I’m not sure what your personal experience is like where you live on this small planet, but here in America, when you buy tea in a restaurant or café, the most incredibly (bad) customer service occurs.
When you order tea, you typically receive a cup (and saucer) of boiling water and (separately) a standard tea bag from a popular commercial brand such as Lipton. Your mission (should you choose to accept it) is to open the tea bag packaging and proceed to dip your teabag to your heart’s content. For this manual labor, you are charged some kind of ridiculous premium: typically $2.75 or more.
Even Homer J. Simpson himself would be able to do the math to calculate cost of good sold (COGS) of a cup of boiling water (it’s pretty much zero) and a teabag (again, pretty much zero).
Contrast this with a similar scenario at your local Starbucks, where an Americano (boiling water and a few shots of espresso) sells to willing buyers at around $4 +.
In the former example, I would contend that restaurants should give away generic tea for free. Or if not, you should get as many teabags (and hot water) as you like. Yes, I get the fact some people like strong tea versus weak tea, but by the same token, restaurants don’t slap a raw piece of meat on your plate and say, “grill it yourself, ” do they? Perhaps I’m a romantic, but I hold hope that my waiter or restaurant barista is trained in the dark arts of “weak” or “strong” tea brewing.
Or of course, a restaurant can get fancy and create a tea library that rivals its single-malt scotch collection.
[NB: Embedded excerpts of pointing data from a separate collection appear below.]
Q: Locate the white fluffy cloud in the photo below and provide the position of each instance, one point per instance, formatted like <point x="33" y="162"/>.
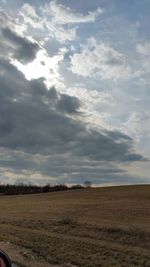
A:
<point x="99" y="59"/>
<point x="64" y="15"/>
<point x="143" y="49"/>
<point x="56" y="20"/>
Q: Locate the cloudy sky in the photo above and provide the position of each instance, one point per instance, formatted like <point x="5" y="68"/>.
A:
<point x="75" y="91"/>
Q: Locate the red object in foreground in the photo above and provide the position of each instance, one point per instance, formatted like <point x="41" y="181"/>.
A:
<point x="4" y="260"/>
<point x="2" y="263"/>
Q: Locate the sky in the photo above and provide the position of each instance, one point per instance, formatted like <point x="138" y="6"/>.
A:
<point x="75" y="92"/>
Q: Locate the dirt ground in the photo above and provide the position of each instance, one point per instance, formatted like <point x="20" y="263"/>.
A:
<point x="89" y="228"/>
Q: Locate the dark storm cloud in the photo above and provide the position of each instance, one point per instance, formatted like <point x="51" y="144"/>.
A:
<point x="68" y="104"/>
<point x="34" y="120"/>
<point x="21" y="48"/>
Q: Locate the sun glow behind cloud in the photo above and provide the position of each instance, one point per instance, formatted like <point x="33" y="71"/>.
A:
<point x="43" y="66"/>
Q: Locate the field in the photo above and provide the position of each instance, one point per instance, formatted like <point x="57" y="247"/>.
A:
<point x="89" y="227"/>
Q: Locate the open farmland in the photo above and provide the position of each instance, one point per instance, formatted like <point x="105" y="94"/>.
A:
<point x="90" y="227"/>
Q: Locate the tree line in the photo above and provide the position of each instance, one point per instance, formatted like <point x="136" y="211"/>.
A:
<point x="34" y="189"/>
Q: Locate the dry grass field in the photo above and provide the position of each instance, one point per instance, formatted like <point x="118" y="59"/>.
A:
<point x="90" y="228"/>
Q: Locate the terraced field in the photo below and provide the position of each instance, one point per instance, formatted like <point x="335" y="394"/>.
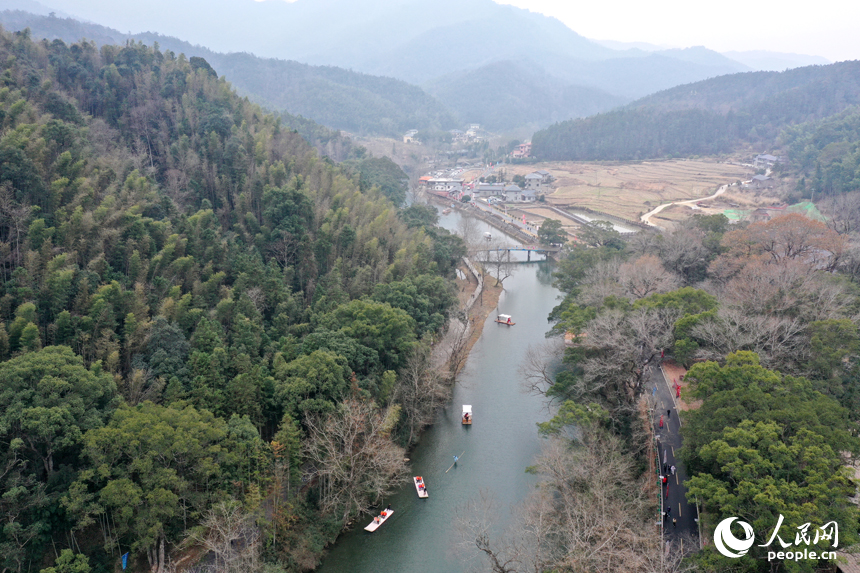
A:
<point x="630" y="189"/>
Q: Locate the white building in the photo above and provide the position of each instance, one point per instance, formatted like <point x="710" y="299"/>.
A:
<point x="515" y="194"/>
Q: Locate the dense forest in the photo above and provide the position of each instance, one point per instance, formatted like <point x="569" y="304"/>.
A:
<point x="706" y="118"/>
<point x="195" y="309"/>
<point x="332" y="96"/>
<point x="764" y="315"/>
<point x="824" y="155"/>
<point x="506" y="95"/>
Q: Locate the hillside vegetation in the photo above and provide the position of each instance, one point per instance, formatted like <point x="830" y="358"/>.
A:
<point x="334" y="97"/>
<point x="708" y="117"/>
<point x="507" y="95"/>
<point x="193" y="305"/>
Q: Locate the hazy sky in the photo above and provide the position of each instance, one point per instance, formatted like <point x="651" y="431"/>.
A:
<point x="829" y="28"/>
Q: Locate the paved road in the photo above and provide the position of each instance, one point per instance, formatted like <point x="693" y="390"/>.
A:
<point x="530" y="230"/>
<point x="669" y="441"/>
<point x="646" y="218"/>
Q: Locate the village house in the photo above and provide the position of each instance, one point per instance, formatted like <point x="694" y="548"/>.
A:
<point x="534" y="181"/>
<point x="486" y="190"/>
<point x="522" y="150"/>
<point x="441" y="184"/>
<point x="515" y="194"/>
<point x="546" y="178"/>
<point x="761" y="182"/>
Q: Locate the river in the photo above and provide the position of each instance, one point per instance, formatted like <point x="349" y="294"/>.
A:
<point x="421" y="536"/>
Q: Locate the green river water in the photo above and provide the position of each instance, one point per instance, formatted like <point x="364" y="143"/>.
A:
<point x="421" y="536"/>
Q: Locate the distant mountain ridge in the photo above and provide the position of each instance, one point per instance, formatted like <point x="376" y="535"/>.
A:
<point x="334" y="97"/>
<point x="708" y="117"/>
<point x="414" y="40"/>
<point x="494" y="94"/>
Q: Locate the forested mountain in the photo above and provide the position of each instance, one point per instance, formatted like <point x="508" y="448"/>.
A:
<point x="192" y="303"/>
<point x="412" y="40"/>
<point x="825" y="155"/>
<point x="766" y="61"/>
<point x="507" y="95"/>
<point x="764" y="317"/>
<point x="334" y="97"/>
<point x="708" y="117"/>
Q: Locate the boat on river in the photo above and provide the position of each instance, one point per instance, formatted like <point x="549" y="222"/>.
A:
<point x="379" y="520"/>
<point x="420" y="487"/>
<point x="467" y="415"/>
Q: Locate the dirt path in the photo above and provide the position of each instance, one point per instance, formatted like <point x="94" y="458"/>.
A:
<point x="487" y="302"/>
<point x="647" y="216"/>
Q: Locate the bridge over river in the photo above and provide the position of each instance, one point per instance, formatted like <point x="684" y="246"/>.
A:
<point x="545" y="250"/>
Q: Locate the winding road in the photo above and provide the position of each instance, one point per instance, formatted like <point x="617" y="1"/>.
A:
<point x="647" y="216"/>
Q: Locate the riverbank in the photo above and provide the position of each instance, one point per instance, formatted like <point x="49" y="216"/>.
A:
<point x="488" y="302"/>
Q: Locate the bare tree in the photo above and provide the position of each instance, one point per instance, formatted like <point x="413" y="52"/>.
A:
<point x="470" y="231"/>
<point x="540" y="365"/>
<point x="588" y="513"/>
<point x="354" y="457"/>
<point x="599" y="282"/>
<point x="498" y="261"/>
<point x="231" y="537"/>
<point x="421" y="390"/>
<point x="618" y="348"/>
<point x="457" y="344"/>
<point x="645" y="276"/>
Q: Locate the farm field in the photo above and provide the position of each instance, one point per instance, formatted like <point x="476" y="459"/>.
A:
<point x="630" y="189"/>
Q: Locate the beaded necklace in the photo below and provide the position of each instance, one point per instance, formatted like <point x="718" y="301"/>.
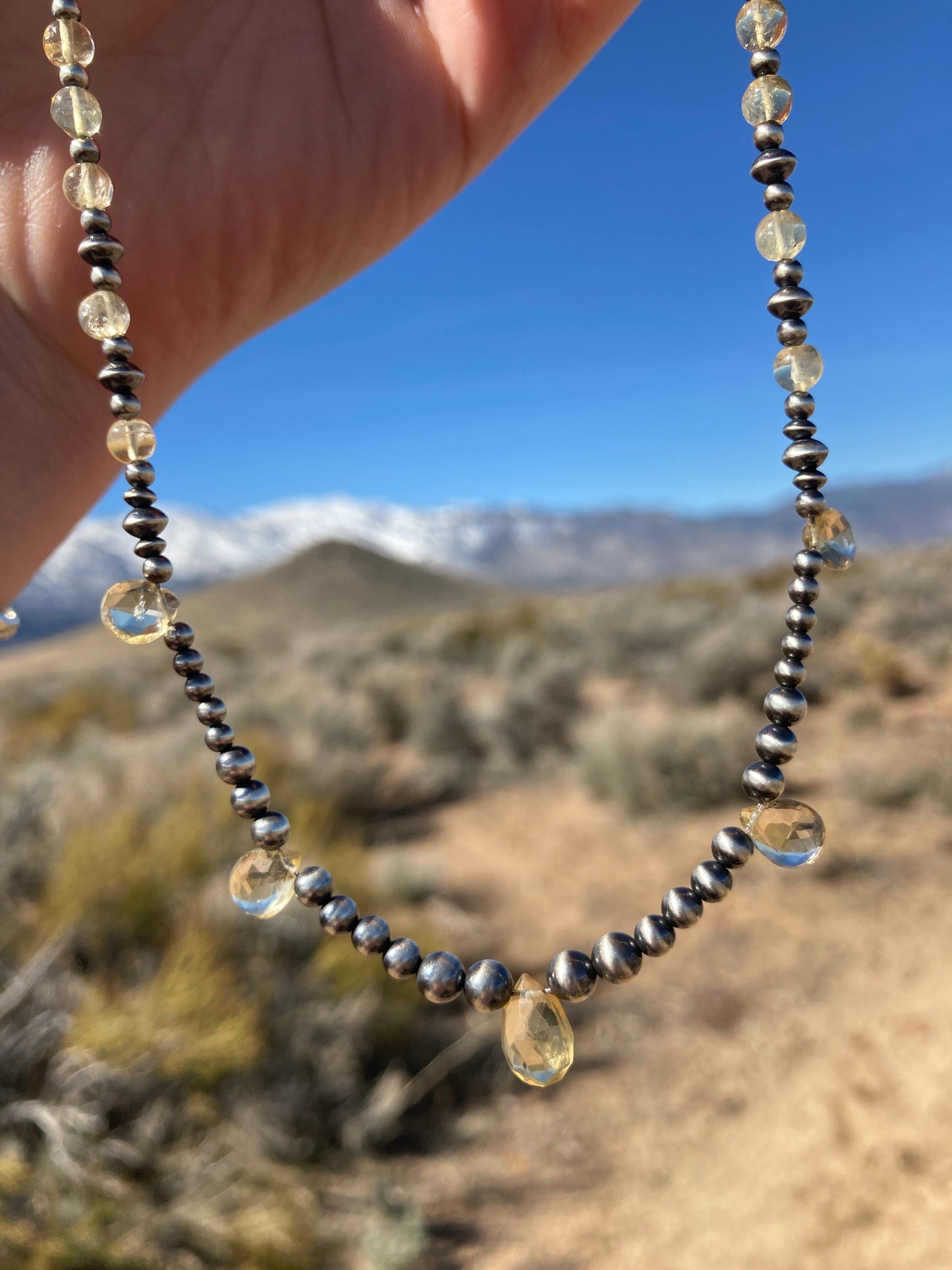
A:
<point x="537" y="1038"/>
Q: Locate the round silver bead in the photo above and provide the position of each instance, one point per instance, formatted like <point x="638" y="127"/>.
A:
<point x="654" y="935"/>
<point x="250" y="800"/>
<point x="785" y="705"/>
<point x="339" y="915"/>
<point x="681" y="907"/>
<point x="711" y="882"/>
<point x="237" y="765"/>
<point x="403" y="959"/>
<point x="312" y="886"/>
<point x="762" y="782"/>
<point x="731" y="848"/>
<point x="441" y="977"/>
<point x="571" y="975"/>
<point x="776" y="743"/>
<point x="371" y="937"/>
<point x="273" y="830"/>
<point x="488" y="986"/>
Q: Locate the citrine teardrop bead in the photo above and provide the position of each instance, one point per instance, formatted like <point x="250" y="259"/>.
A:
<point x="76" y="111"/>
<point x="263" y="882"/>
<point x="787" y="832"/>
<point x="537" y="1038"/>
<point x="138" y="612"/>
<point x="762" y="24"/>
<point x="767" y="98"/>
<point x="831" y="535"/>
<point x="131" y="440"/>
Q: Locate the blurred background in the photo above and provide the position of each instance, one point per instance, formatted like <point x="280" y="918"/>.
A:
<point x="479" y="601"/>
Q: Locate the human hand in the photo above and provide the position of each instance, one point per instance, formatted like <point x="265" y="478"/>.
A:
<point x="262" y="154"/>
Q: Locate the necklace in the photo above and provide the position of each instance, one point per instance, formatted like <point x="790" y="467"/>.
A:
<point x="537" y="1038"/>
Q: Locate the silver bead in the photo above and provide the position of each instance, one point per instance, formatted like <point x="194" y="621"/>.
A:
<point x="797" y="644"/>
<point x="731" y="848"/>
<point x="779" y="196"/>
<point x="237" y="765"/>
<point x="488" y="986"/>
<point x="441" y="977"/>
<point x="681" y="907"/>
<point x="776" y="743"/>
<point x="179" y="637"/>
<point x="711" y="882"/>
<point x="220" y="737"/>
<point x="339" y="915"/>
<point x="157" y="569"/>
<point x="312" y="886"/>
<point x="800" y="619"/>
<point x="403" y="959"/>
<point x="654" y="935"/>
<point x="273" y="830"/>
<point x="762" y="782"/>
<point x="571" y="975"/>
<point x="785" y="705"/>
<point x="616" y="956"/>
<point x="371" y="937"/>
<point x="200" y="687"/>
<point x="810" y="504"/>
<point x="250" y="800"/>
<point x="190" y="661"/>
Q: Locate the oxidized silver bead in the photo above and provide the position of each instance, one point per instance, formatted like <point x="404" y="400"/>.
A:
<point x="403" y="959"/>
<point x="616" y="956"/>
<point x="441" y="977"/>
<point x="654" y="935"/>
<point x="711" y="882"/>
<point x="571" y="975"/>
<point x="312" y="886"/>
<point x="681" y="907"/>
<point x="371" y="937"/>
<point x="339" y="915"/>
<point x="488" y="986"/>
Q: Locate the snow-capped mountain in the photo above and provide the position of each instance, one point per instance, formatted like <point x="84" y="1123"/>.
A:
<point x="518" y="546"/>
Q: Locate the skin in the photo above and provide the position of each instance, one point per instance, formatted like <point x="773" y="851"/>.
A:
<point x="262" y="154"/>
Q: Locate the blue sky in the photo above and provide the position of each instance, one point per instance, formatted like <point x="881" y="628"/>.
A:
<point x="586" y="324"/>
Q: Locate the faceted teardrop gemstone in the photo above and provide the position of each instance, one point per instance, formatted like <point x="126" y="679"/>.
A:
<point x="831" y="535"/>
<point x="787" y="832"/>
<point x="263" y="882"/>
<point x="537" y="1039"/>
<point x="762" y="24"/>
<point x="138" y="612"/>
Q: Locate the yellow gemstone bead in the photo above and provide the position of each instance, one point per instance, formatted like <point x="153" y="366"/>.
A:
<point x="796" y="370"/>
<point x="263" y="882"/>
<point x="767" y="98"/>
<point x="781" y="235"/>
<point x="762" y="24"/>
<point x="104" y="315"/>
<point x="131" y="440"/>
<point x="138" y="612"/>
<point x="831" y="535"/>
<point x="68" y="43"/>
<point x="76" y="112"/>
<point x="86" y="185"/>
<point x="537" y="1039"/>
<point x="787" y="832"/>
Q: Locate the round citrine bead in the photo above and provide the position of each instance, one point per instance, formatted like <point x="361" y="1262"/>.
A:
<point x="762" y="24"/>
<point x="86" y="185"/>
<point x="76" y="112"/>
<point x="797" y="370"/>
<point x="781" y="235"/>
<point x="131" y="440"/>
<point x="104" y="315"/>
<point x="767" y="98"/>
<point x="68" y="43"/>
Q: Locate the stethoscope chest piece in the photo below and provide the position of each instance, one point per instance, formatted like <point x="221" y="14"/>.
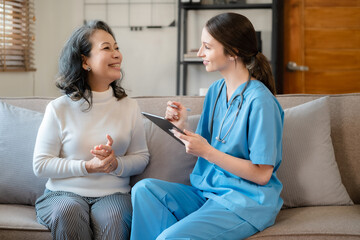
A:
<point x="219" y="138"/>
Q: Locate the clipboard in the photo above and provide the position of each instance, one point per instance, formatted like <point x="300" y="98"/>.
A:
<point x="164" y="124"/>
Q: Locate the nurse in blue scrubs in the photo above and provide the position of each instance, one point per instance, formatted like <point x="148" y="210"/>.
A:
<point x="234" y="190"/>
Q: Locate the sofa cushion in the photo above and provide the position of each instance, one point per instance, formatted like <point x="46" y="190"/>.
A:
<point x="309" y="171"/>
<point x="168" y="159"/>
<point x="18" y="130"/>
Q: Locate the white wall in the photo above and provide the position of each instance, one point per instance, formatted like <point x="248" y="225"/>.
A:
<point x="149" y="55"/>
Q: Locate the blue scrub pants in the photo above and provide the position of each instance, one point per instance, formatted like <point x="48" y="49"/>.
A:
<point x="165" y="210"/>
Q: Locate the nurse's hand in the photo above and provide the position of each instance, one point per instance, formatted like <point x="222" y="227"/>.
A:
<point x="177" y="114"/>
<point x="194" y="143"/>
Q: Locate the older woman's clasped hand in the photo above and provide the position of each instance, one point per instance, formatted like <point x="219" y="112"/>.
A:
<point x="104" y="159"/>
<point x="194" y="143"/>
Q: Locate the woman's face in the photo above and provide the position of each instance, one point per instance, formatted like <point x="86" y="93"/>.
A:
<point x="212" y="53"/>
<point x="104" y="60"/>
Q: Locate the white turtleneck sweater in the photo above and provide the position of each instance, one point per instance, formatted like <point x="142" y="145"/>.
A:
<point x="67" y="134"/>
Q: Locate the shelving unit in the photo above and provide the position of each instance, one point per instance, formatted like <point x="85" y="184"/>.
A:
<point x="183" y="63"/>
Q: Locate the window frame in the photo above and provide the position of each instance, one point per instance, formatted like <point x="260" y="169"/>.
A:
<point x="17" y="20"/>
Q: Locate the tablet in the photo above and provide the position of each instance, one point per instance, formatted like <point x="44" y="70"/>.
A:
<point x="164" y="124"/>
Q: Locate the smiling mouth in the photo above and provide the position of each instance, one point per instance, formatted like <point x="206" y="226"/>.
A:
<point x="116" y="65"/>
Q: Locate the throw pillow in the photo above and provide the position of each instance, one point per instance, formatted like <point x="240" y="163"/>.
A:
<point x="168" y="159"/>
<point x="18" y="130"/>
<point x="309" y="171"/>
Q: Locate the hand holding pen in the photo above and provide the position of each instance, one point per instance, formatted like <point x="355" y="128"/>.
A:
<point x="177" y="114"/>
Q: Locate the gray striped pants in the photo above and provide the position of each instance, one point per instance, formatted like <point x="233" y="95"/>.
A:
<point x="71" y="216"/>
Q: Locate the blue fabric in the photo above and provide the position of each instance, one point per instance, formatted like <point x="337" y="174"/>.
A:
<point x="257" y="136"/>
<point x="177" y="211"/>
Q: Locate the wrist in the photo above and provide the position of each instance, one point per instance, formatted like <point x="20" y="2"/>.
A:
<point x="88" y="167"/>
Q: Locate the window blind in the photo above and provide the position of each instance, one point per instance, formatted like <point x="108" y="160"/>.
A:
<point x="17" y="20"/>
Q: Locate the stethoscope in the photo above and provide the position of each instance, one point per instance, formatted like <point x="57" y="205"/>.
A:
<point x="219" y="138"/>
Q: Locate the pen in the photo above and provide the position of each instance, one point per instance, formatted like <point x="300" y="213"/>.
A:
<point x="174" y="106"/>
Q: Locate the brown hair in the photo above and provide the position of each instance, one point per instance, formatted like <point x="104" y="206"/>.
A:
<point x="237" y="34"/>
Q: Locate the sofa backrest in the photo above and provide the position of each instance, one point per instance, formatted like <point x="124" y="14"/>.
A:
<point x="345" y="125"/>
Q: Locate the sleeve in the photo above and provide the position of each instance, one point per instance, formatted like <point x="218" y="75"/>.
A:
<point x="137" y="156"/>
<point x="265" y="132"/>
<point x="204" y="125"/>
<point x="46" y="160"/>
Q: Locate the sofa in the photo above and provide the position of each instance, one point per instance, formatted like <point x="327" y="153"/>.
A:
<point x="319" y="170"/>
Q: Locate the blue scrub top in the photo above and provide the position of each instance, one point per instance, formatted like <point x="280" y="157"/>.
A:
<point x="256" y="136"/>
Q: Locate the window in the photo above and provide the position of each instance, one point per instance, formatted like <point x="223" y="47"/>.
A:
<point x="16" y="35"/>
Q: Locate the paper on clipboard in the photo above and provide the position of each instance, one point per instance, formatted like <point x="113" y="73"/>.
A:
<point x="164" y="124"/>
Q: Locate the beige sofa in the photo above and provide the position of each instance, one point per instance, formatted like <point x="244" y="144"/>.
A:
<point x="307" y="165"/>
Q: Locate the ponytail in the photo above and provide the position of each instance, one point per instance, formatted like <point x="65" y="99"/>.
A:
<point x="260" y="69"/>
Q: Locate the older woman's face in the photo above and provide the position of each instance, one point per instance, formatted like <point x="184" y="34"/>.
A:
<point x="104" y="60"/>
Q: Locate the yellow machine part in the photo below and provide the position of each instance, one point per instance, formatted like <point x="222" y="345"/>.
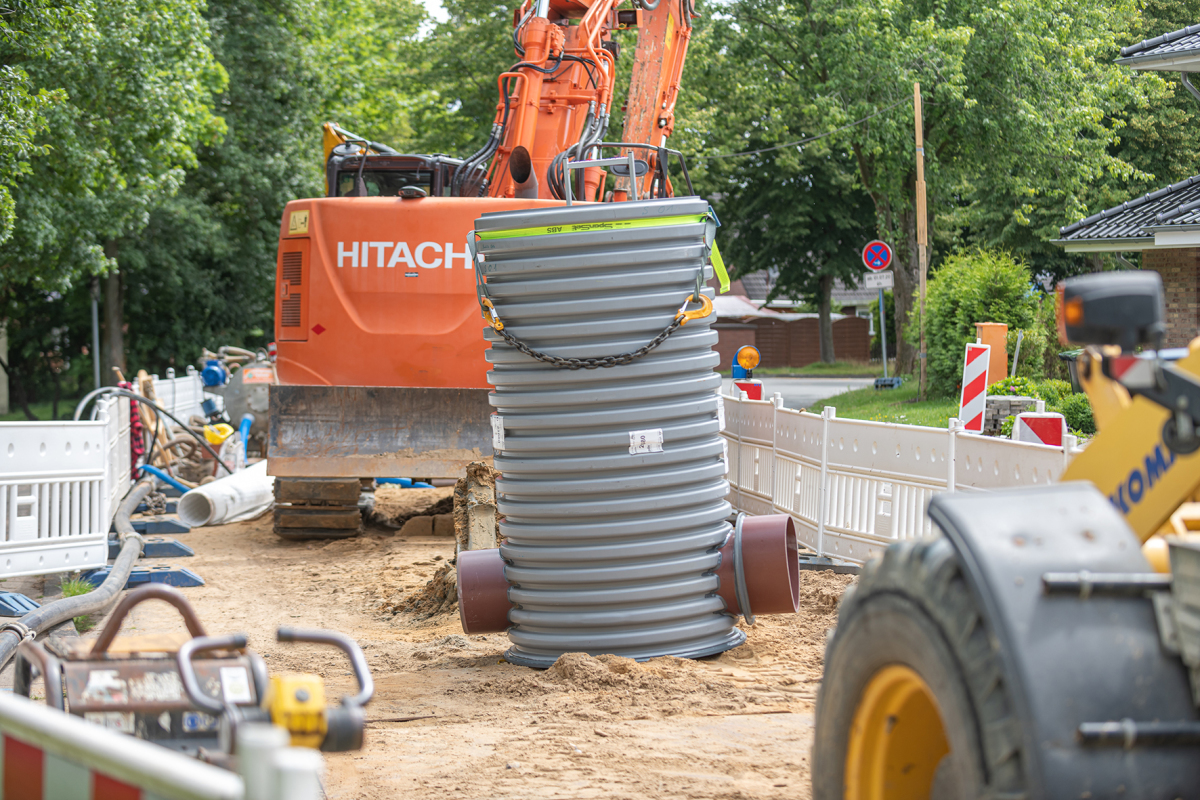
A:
<point x="897" y="740"/>
<point x="298" y="703"/>
<point x="1127" y="459"/>
<point x="217" y="433"/>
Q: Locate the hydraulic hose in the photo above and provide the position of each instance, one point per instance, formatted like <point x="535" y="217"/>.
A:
<point x="125" y="392"/>
<point x="96" y="601"/>
<point x="165" y="477"/>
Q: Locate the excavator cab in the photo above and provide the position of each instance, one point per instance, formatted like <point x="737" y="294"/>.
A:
<point x="352" y="173"/>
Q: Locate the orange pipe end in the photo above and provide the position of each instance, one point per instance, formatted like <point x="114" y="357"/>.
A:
<point x="769" y="566"/>
<point x="483" y="593"/>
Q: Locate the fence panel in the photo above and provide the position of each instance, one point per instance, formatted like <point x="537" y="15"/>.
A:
<point x="181" y="396"/>
<point x="855" y="486"/>
<point x="59" y="487"/>
<point x="54" y="500"/>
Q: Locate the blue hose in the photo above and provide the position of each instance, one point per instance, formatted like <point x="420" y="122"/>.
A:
<point x="247" y="420"/>
<point x="163" y="476"/>
<point x="405" y="482"/>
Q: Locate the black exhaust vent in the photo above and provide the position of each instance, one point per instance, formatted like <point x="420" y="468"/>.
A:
<point x="293" y="268"/>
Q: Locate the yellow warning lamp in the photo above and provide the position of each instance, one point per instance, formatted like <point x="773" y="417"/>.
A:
<point x="217" y="433"/>
<point x="748" y="358"/>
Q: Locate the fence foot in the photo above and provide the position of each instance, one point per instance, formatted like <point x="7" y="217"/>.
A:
<point x="155" y="548"/>
<point x="826" y="563"/>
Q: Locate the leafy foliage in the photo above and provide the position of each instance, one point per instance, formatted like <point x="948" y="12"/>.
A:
<point x="1075" y="408"/>
<point x="1017" y="98"/>
<point x="1078" y="411"/>
<point x="1039" y="344"/>
<point x="139" y="82"/>
<point x="975" y="287"/>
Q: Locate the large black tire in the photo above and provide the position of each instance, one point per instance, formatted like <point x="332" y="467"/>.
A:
<point x="913" y="608"/>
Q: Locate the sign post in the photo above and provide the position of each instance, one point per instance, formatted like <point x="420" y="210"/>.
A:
<point x="877" y="258"/>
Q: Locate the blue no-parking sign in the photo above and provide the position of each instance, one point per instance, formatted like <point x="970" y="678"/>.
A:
<point x="877" y="256"/>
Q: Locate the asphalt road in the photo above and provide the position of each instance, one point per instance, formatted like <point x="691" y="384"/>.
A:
<point x="802" y="392"/>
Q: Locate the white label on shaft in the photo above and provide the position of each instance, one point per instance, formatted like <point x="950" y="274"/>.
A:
<point x="235" y="685"/>
<point x="645" y="441"/>
<point x="497" y="432"/>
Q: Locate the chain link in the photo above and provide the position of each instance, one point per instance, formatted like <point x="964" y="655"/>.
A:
<point x="593" y="364"/>
<point x="156" y="503"/>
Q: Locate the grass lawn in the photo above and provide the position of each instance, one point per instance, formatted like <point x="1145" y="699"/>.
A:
<point x="820" y="370"/>
<point x="41" y="410"/>
<point x="892" y="405"/>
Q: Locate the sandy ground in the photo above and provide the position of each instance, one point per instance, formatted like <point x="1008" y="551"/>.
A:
<point x="735" y="726"/>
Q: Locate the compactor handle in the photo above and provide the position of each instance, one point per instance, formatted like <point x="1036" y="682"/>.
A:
<point x="187" y="671"/>
<point x="154" y="591"/>
<point x="347" y="645"/>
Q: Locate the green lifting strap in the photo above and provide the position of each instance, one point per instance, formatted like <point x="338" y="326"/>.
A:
<point x="618" y="224"/>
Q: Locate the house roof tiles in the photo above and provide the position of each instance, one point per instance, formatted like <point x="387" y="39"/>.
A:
<point x="1177" y="204"/>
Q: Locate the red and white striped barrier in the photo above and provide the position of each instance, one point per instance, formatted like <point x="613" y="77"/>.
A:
<point x="975" y="388"/>
<point x="47" y="755"/>
<point x="1041" y="428"/>
<point x="751" y="388"/>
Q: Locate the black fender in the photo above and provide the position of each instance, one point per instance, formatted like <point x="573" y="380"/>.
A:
<point x="1071" y="660"/>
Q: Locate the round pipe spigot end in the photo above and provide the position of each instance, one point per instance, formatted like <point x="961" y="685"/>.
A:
<point x="483" y="591"/>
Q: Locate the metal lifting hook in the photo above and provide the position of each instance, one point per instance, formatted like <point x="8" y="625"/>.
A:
<point x="490" y="314"/>
<point x="705" y="310"/>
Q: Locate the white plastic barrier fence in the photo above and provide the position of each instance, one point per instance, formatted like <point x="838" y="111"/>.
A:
<point x="59" y="487"/>
<point x="48" y="755"/>
<point x="60" y="482"/>
<point x="855" y="486"/>
<point x="181" y="396"/>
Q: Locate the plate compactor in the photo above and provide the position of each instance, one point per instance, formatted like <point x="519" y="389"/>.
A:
<point x="1032" y="650"/>
<point x="191" y="693"/>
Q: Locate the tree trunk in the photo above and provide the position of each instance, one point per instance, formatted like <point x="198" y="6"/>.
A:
<point x="114" y="325"/>
<point x="826" y="326"/>
<point x="58" y="394"/>
<point x="18" y="390"/>
<point x="907" y="281"/>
Green, peppermint, Rooibos, lemon -- and the flavors continue. They could even invest in real tea leaves, strainers and exotic flavors such as Mango Diablo (I recently purchased these from a new specialty tea store in Westport called Davids Tea).
In this day and age of transparency, there’s such a thing as too much transparence. In a time when customer experience is the new marketing, everything that touches a customer -- from website design and UI to preparation of tea -- is part of customer service. When done right, our customers will pay a premium for great service, storytelling, subject matter expertise and concierge solutions. When done wrong, Twitter is just 140 characters away.
If it’s true that necessity is the mother of invention, I would contend that survival is the father of innovation. There’s absolutely nothing stopping a restaurant from turning the uninspiring delivery of a commodity into a unique, memorable and sharable experience.
And in doing so, what a unique opportunity to turn the last underwhelming contact with a customer into a lasting impression that surprises, delights and delivers the triple threat of repeat business, referrals and “earned media.”
Innovation these days is largely associated with technology, but sometimes it is worth getting back to basics, with a common sense, “analog” approach to better business.
I almost don't want this to relate to marketing... I'm a tea drinker, and frankly, North America is not a good place to be a tea drinker, for the reasons you point out so well above. It's a shame that in the current day and age, when coffee has been elevated to an art form, that tea languishes, uncared-for, as the unexciting cousin. But when you do find a place that knows how to make a perfect cup of tea (very hot, very strong, very sweet), you'll remember it a long, long time...
Ireland, baby, Ireland. Great pots of tea and fresh food. US scraps wallets.
This is a good article (cliches and truisms notwithstanding). If you order tea in China it is poured in a special ritual which in of itself leaves you feeling refreshed. Storytelling and experience justifying the 98% profit the teahouse makes on tea. No dunking required! One point though - Starbucks tea is actually OK. Also, many places bring that wooden box of tea over for you to pick your own Mango, Peppermint, Camomile etc. They all taste like crap though.